Why does OLS estimation involve taking vertical deviations of the points to the line rather than horizontal distances?
OLS (ordinary least squares) assumes that the values represented by the horizontal distances are either predetermined by the experimenter or measured with high accuracy (relative to the vertical distances). When there is a question of uncertainty in the horizontal distances, you shouldn't be using OLS, but instead should look into errors-in-variables models or, possibly, principal components analysis.
Interesting Question. My answer would be that when we are fitting an OLS model we are implicitly and primarily trying to predict/explain the dependent variable at hand - the "Y" in the "Y vs X." As such, our main concern would be to minimize the distance from our fitted line to the actual observations with respect to the outcome, which means minimizing the vertical distance. This of course defines the residuals.
Also, least squares formulas are easier to derive than most other competing methods, which is perhaps why it came around first. :P
As 'whuber' alludes to above, there are other approaches that treat X and Y with equal emphasis when fitting a best-fit line.
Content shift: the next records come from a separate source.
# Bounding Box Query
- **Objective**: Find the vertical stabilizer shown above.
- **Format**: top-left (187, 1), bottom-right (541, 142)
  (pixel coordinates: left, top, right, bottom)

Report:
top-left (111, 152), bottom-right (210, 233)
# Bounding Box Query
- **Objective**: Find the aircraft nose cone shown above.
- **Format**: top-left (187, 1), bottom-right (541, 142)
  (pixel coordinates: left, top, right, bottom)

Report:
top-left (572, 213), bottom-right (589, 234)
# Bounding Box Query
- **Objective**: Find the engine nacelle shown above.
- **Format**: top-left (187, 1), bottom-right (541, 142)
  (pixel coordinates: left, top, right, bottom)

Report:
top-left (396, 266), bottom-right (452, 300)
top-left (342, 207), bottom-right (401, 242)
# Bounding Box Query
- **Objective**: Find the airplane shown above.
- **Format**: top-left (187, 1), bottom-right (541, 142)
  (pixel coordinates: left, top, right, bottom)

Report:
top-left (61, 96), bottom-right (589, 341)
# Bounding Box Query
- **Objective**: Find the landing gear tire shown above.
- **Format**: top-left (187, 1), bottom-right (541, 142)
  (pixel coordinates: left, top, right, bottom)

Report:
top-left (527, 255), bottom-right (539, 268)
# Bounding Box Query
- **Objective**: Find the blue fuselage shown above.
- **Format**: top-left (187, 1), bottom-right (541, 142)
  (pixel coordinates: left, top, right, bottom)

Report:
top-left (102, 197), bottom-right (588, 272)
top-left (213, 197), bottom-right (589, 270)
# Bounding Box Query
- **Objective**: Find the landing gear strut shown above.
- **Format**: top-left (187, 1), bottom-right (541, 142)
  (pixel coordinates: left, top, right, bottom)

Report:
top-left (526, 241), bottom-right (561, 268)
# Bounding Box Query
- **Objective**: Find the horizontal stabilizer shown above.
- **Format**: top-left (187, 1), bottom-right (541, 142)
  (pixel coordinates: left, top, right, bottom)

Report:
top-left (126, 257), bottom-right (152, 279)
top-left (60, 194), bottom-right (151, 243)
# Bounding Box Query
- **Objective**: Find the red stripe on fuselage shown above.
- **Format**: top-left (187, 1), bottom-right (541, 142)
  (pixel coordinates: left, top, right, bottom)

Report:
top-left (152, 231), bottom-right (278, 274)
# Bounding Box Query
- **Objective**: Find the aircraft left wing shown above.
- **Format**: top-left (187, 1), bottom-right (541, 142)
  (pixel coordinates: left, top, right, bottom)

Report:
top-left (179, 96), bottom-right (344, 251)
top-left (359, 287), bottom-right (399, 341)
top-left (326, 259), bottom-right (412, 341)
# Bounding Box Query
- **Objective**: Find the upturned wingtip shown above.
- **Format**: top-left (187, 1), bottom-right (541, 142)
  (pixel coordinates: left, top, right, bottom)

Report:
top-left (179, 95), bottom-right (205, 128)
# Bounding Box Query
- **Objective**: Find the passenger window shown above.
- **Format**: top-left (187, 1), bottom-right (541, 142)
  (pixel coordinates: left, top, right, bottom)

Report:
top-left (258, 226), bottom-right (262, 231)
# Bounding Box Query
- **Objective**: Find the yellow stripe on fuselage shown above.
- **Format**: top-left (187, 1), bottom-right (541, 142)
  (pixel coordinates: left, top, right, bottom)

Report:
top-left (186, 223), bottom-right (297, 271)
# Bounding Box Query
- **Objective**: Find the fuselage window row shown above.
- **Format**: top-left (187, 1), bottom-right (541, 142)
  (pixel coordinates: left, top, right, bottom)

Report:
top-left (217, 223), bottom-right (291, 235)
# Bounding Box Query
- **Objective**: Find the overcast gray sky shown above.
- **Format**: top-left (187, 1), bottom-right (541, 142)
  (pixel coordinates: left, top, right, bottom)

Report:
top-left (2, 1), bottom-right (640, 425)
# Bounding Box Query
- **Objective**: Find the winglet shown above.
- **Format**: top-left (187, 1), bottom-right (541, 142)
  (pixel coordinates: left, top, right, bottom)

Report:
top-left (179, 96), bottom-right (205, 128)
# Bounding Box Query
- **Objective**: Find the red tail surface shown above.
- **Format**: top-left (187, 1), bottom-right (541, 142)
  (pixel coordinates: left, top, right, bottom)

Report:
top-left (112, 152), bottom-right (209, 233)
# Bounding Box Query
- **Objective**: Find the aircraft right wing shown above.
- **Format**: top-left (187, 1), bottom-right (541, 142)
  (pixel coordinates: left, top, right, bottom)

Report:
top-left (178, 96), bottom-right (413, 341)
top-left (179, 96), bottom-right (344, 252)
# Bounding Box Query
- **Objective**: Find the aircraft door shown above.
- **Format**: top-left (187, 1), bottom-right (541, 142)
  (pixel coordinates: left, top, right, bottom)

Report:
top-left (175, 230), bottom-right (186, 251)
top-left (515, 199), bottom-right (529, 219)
One such approach that I'm aware of is "principal lines" or "principal curves" regression, which minimizes the orthogonal distances between the points and the line (instead of a vertical error lines you have ones at 90 degrees to the fitted line). I post one reference below for your reading. It's lengthy but very accessible and enlightening.
Hope this helps, Brenden
- Trevor Hastie. Principal Curves and Surfaces, PhD thesis, Stanford University; 1984
It possibly also relates to designed experiments - if x is a controlled quantity that is part of the experimental design, it is treated as deterministic; whilst y is the outcome, and is a random quantity. x might be a continuous quantity (eg concentration of some drug) but could be a 0/1 split (leading to a 2 sample t-test assuming y is Gaussian). If x is a continuous quantity there may be some measurement error, but typically if this is much smaller than the variability of y then this is ignored.